EmitenNews.com - Samuel Sekuritas Indonesia merevisi turun proyeksi pertumbuhan agregat laba sektor perbankan pada 2026 menjadi 1,8%, dari sebelumnya 4,6%.

Revisi tersebut dilakukan seiring meningkatnya tekanan terhadap margin bunga bersih (NIM) dan biaya kredit di tengah kondisi makro yang semakin menantang.

Head of Research Samuel Sekuritas Indonesia, Prasetya Gunadi mengatakan, kombinasi pelemahan nilai tukar rupiah dan tingginya suku bunga menjadi tantangan utama yang diperkirakan membayangi kinerja industri perbankan pada paruh kedua tahun ini.

“Secara tahunan, kinerja bank masih terlihat resilien. Namun, investor perlu melihat lebih jauh ke paruh kedua tahun ini, karena tekanan dari suku bunga tinggi, pelemahan rupiah, dan potensi kenaikan biaya kredit masih menjadi tantangan bagi sektor perbankan,” ujar Prasetya dalam Media Connect di Menara Imperium Jakarta, Jumat (3/7).

Ia menjelaskan, rupiah yang sempat berada di atas level Rp17.700 per dolar AS, bahkan menyentuh sekitar Rp18.178 pada 8 Juni, serta kenaikan suku bunga acuan Bank Indonesia sebesar 100 basis poin menjadi 5,75% berpotensi menekan sektor perbankan melalui kenaikan biaya dana, penyusutan margin bunga bersih, hingga meningkatnya risiko kualitas aset.

“Lingkungan suku bunga yang lebih tinggi biasanya mendorong kenaikan cost of funds. Jika repricing dana pihak ketiga bergerak lebih cepat dibandingkan aset produktif, margin bank akan tetap berada dalam tekanan. Di saat yang sama, biaya pinjaman yang lebih tinggi juga dapat memengaruhi kemampuan bayar debitur,” jelas Prasetya.

Sejalan dengan revisi proyeksi laba tersebut, Samuel Sekuritas juga menurunkan rekomendasi sektor perbankan untuk 12 bulan ke depan menjadi Neutral dari sebelumnya Overweight. Meski demikian, PT Bank Mandiri (Persero) Tbk (BMRI) tetap menjadi pilihan utama atau top pick dengan target harga Rp6.000 per saham atau mencerminkan potensi kenaikan sekitar 54% dari posisi harga saat laporan disusun.
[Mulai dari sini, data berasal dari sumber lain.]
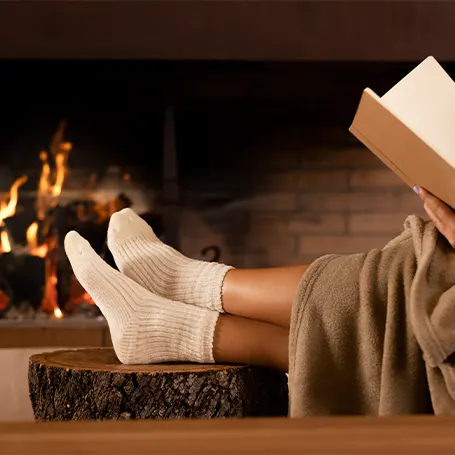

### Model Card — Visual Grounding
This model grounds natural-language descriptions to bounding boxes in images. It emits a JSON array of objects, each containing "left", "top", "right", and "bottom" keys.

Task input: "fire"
[
  {"left": 36, "top": 122, "right": 73, "bottom": 221},
  {"left": 0, "top": 231, "right": 11, "bottom": 253},
  {"left": 25, "top": 221, "right": 49, "bottom": 258},
  {"left": 0, "top": 175, "right": 27, "bottom": 253}
]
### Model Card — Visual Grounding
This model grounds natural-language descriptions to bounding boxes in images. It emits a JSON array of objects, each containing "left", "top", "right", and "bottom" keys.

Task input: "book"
[{"left": 349, "top": 56, "right": 455, "bottom": 209}]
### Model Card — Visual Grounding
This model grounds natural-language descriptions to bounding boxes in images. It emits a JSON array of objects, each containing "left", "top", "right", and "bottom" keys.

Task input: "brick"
[
  {"left": 251, "top": 148, "right": 299, "bottom": 171},
  {"left": 180, "top": 233, "right": 231, "bottom": 262},
  {"left": 299, "top": 235, "right": 393, "bottom": 257},
  {"left": 349, "top": 169, "right": 408, "bottom": 190},
  {"left": 246, "top": 193, "right": 297, "bottom": 212},
  {"left": 297, "top": 170, "right": 349, "bottom": 191},
  {"left": 252, "top": 168, "right": 299, "bottom": 192},
  {"left": 348, "top": 213, "right": 407, "bottom": 235},
  {"left": 250, "top": 213, "right": 346, "bottom": 235},
  {"left": 301, "top": 147, "right": 384, "bottom": 169},
  {"left": 298, "top": 192, "right": 402, "bottom": 213},
  {"left": 245, "top": 235, "right": 297, "bottom": 267}
]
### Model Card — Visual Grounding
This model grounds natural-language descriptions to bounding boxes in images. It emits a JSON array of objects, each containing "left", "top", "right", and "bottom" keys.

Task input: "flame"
[
  {"left": 0, "top": 175, "right": 27, "bottom": 226},
  {"left": 0, "top": 230, "right": 11, "bottom": 253},
  {"left": 0, "top": 175, "right": 27, "bottom": 253},
  {"left": 0, "top": 290, "right": 9, "bottom": 311},
  {"left": 25, "top": 221, "right": 38, "bottom": 249},
  {"left": 36, "top": 122, "right": 73, "bottom": 220}
]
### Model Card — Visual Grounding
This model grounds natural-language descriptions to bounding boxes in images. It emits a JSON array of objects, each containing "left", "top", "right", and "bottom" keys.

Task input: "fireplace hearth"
[{"left": 0, "top": 60, "right": 454, "bottom": 323}]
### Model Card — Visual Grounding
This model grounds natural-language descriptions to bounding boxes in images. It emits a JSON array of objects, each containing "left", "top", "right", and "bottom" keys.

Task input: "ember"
[{"left": 0, "top": 121, "right": 159, "bottom": 319}]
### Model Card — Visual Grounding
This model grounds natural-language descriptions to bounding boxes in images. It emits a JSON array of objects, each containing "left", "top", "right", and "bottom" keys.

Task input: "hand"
[{"left": 414, "top": 187, "right": 455, "bottom": 248}]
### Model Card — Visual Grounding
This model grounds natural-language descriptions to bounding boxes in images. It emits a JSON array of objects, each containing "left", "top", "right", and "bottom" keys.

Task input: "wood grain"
[
  {"left": 28, "top": 348, "right": 288, "bottom": 421},
  {"left": 0, "top": 0, "right": 455, "bottom": 61},
  {"left": 0, "top": 416, "right": 455, "bottom": 455}
]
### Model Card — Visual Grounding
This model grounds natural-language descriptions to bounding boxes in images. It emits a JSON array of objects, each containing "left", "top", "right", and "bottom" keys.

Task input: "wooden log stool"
[{"left": 28, "top": 348, "right": 288, "bottom": 420}]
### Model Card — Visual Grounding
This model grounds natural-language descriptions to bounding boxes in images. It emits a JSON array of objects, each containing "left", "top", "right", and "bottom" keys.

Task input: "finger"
[
  {"left": 419, "top": 188, "right": 455, "bottom": 226},
  {"left": 423, "top": 200, "right": 455, "bottom": 248}
]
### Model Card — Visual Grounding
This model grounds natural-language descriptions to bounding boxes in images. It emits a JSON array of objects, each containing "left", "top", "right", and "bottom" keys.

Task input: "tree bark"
[{"left": 28, "top": 348, "right": 288, "bottom": 420}]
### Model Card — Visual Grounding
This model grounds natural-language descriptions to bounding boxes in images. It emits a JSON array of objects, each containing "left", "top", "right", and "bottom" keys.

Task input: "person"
[{"left": 65, "top": 189, "right": 455, "bottom": 417}]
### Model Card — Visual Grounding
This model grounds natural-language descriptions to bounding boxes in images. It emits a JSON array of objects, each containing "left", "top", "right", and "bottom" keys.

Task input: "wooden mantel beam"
[
  {"left": 0, "top": 0, "right": 455, "bottom": 61},
  {"left": 0, "top": 416, "right": 455, "bottom": 455}
]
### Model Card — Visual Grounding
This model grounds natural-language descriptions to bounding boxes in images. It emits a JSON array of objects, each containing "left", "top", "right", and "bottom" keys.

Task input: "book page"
[{"left": 381, "top": 57, "right": 455, "bottom": 168}]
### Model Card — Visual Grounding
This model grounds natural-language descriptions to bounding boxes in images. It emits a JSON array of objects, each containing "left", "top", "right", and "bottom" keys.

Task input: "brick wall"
[{"left": 181, "top": 127, "right": 424, "bottom": 267}]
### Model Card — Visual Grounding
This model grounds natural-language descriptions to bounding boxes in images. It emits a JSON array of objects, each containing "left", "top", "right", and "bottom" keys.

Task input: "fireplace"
[
  {"left": 0, "top": 0, "right": 455, "bottom": 420},
  {"left": 0, "top": 60, "right": 452, "bottom": 320}
]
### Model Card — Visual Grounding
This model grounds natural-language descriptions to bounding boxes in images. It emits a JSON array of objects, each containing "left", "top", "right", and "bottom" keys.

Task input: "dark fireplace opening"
[{"left": 0, "top": 60, "right": 454, "bottom": 319}]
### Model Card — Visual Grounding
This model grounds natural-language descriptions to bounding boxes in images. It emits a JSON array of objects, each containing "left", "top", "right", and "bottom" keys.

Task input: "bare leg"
[
  {"left": 213, "top": 314, "right": 289, "bottom": 372},
  {"left": 222, "top": 264, "right": 309, "bottom": 328}
]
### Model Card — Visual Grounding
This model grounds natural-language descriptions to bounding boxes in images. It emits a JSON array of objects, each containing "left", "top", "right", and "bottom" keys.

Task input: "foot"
[
  {"left": 108, "top": 209, "right": 232, "bottom": 312},
  {"left": 65, "top": 231, "right": 219, "bottom": 364}
]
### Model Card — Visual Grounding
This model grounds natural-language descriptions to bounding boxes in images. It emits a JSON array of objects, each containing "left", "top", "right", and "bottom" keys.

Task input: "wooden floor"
[{"left": 0, "top": 416, "right": 455, "bottom": 455}]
Di tengah tekanan tersebut, Samuel Sekuritas masih melihat kinerja bank-bank besar relatif tangguh. Laba bersih kelompok Big Four atau Big Banks diproyeksikan tumbuh sekitar 7% secara tahunan pada kuartal II-2026 dan 9% pada semester I-2026. Pertumbuhan tersebut ditopang oleh pendapatan operasional sebelum pencadangan (PPOP), pendapatan bunga bersih, serta pendapatan nonbunga yang masih menunjukkan tren positif.

Prasetya menambahkan, BMRI diperkirakan menjadi kontributor utama pertumbuhan laba sektor dengan proyeksi kenaikan laba bersih sebesar 16% secara tahunan pada semester I-2026, sedangkan BBCA diperkirakan tumbuh sekitar 3%.

“Pertumbuhan laba masih ada, terutama dari bank-bank yang mampu menjaga pendapatan bunga dan pendapatan non-bunga. Namun, tantangan utama ke depan adalah bagaimana bank menjaga margin, mengelola biaya dana, dan mempertahankan kualitas aset di tengah kondisi makro yang lebih ketat,” tutup Prasetya.